A profitable strategy, but only one time. The gesture of Dan Price, a young boss who had divided his compensation by 14 in order to increase its employees, fixing the annual minimum wage to 70,000 dollars, was made about him, turning into big blow marketing for the company Gravity Payments. The generosity of the owner of the American company payment services had indeed quickly attracted new customers, but also thousands of resumes. But nearly three months later, the news is not as good, as revealed by an article in the New York Times.
The US daily and indicates that some customers do not have particularly appreciated the announcement of the thirties, seeing it as a political act, pushing them to terminate their contract with the company.
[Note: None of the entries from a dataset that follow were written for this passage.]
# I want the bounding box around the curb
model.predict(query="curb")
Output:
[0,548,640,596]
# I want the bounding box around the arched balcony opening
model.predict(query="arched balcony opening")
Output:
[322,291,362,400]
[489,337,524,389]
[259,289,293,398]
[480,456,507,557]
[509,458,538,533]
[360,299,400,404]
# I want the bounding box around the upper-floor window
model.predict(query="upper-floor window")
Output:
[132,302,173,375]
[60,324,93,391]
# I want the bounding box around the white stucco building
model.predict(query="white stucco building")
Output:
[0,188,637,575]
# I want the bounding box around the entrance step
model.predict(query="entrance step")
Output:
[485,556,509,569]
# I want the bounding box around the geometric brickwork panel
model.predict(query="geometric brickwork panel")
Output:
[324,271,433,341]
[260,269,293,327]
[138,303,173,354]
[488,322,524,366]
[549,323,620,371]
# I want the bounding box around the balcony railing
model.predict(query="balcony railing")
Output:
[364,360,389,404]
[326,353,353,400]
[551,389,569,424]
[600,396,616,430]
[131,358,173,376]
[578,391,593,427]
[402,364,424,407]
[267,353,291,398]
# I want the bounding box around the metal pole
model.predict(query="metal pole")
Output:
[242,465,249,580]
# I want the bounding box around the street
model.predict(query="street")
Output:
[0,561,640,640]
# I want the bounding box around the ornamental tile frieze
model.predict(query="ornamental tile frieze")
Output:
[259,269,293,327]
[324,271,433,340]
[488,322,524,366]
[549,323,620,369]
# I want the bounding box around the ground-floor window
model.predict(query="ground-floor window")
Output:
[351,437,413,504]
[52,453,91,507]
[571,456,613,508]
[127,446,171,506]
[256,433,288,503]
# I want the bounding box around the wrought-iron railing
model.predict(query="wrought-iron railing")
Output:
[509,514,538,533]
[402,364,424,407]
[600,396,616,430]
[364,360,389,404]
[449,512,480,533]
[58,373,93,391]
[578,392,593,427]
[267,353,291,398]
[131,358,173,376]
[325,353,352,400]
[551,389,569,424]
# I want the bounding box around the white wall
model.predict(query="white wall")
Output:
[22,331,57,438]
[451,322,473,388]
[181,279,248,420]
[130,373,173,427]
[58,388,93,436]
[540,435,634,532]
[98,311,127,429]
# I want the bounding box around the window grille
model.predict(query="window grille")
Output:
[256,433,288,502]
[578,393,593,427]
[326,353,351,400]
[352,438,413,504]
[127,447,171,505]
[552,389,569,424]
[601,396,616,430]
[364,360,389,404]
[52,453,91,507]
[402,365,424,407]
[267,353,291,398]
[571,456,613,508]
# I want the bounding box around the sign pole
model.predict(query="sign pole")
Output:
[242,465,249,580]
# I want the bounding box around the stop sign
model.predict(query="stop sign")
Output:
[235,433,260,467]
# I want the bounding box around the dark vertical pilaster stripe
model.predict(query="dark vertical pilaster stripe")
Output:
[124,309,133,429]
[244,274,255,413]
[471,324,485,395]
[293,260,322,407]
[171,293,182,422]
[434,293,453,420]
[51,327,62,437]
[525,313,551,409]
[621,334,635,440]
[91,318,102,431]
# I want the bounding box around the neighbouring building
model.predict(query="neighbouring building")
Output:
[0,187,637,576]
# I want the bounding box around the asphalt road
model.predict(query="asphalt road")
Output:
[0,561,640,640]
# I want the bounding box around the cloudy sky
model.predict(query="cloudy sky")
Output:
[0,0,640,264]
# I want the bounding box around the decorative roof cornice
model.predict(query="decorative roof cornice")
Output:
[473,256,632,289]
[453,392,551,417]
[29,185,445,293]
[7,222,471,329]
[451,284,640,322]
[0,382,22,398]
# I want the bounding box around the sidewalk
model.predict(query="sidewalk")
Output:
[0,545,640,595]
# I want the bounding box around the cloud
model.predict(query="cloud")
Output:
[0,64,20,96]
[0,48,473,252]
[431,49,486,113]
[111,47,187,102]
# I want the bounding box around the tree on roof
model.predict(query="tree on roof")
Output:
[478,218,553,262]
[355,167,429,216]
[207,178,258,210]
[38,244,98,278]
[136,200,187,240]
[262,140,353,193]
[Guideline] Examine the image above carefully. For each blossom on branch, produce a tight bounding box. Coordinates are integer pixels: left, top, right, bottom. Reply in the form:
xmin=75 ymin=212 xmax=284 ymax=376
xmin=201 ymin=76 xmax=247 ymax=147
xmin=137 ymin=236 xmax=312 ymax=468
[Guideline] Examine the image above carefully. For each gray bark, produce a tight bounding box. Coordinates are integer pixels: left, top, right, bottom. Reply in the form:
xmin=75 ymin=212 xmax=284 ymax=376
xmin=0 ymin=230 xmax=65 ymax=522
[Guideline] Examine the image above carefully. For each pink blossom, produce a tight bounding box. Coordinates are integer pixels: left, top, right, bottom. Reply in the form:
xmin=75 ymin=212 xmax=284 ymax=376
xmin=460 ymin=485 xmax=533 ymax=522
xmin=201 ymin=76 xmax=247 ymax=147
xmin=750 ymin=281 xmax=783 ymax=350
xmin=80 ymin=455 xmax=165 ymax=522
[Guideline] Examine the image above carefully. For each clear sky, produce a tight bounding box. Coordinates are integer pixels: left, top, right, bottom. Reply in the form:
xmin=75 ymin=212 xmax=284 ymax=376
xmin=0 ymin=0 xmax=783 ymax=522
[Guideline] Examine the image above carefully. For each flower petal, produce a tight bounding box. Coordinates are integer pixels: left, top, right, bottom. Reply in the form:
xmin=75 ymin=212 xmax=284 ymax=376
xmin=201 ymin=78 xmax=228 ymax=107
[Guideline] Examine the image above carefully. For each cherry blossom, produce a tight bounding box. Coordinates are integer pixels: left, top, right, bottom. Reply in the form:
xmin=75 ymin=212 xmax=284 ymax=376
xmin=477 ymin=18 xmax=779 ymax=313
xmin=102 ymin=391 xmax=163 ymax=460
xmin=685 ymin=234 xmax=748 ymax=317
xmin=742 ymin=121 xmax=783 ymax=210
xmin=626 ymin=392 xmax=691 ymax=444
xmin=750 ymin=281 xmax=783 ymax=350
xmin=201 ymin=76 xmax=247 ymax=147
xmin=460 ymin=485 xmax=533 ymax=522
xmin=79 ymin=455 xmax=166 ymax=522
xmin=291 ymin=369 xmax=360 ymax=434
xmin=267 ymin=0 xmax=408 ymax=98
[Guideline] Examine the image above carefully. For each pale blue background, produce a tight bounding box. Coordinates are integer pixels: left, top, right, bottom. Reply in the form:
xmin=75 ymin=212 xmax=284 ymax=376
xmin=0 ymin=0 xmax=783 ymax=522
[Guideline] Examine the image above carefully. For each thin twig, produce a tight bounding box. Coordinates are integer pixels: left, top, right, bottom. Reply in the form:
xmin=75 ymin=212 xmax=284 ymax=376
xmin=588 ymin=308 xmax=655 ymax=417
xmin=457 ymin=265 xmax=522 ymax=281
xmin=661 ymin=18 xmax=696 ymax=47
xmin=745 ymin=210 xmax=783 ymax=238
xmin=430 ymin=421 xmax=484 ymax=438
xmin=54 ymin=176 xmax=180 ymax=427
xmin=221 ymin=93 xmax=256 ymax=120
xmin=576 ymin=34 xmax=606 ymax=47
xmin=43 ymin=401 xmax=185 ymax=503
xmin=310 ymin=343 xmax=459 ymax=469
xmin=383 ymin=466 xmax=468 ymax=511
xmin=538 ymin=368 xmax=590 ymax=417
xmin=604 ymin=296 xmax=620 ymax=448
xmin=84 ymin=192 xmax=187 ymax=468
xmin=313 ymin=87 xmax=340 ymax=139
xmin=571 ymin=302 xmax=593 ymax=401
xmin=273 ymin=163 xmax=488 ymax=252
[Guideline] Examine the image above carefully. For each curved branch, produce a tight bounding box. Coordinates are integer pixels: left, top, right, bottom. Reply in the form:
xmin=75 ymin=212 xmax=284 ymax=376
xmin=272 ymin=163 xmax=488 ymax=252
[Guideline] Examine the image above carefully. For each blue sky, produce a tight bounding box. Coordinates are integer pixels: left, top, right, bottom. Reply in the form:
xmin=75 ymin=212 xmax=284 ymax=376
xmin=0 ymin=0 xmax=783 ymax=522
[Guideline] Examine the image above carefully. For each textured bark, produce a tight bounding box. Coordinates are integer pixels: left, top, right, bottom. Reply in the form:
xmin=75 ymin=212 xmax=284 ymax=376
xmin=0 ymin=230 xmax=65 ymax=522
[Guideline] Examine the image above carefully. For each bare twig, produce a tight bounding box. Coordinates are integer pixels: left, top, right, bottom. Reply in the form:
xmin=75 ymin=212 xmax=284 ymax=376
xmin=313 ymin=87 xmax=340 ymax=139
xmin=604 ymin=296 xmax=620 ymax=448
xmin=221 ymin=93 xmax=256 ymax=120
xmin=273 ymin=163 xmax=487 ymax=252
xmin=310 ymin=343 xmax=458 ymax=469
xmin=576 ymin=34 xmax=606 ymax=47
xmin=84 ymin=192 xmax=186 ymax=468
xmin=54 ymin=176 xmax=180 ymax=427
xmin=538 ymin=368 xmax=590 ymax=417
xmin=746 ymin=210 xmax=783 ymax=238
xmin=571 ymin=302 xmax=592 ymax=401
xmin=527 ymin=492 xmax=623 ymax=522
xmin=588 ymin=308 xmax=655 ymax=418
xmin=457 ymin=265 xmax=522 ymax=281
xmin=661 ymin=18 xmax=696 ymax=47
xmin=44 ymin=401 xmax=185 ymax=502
Others preferred to end their collaboration with Gravity Payments, fearing that employees’ salaries will increase affects the rates of the company, the boss yet the contrary. Loss of contracts was felt despite the signing of new customers. They begin to pay from next year, and therefore can not cover the costs related to the hiring of a dozen new employees.
The bosses unhappy
wage increases have also not always been well received within the business, senior ruling unfair that recently hired employees less experienced or simply see their salaries double, when their were hardly increased. Worse, the brother of Dan Price, co-founder of Gravity Payments, decided to attack the young boss, saying he was robbed of part of the profits of the company. A trial that threatens the very existence of the company. Quoted by the New York Times , Dan Price assures indeed “have no margin of error to pay court costs.”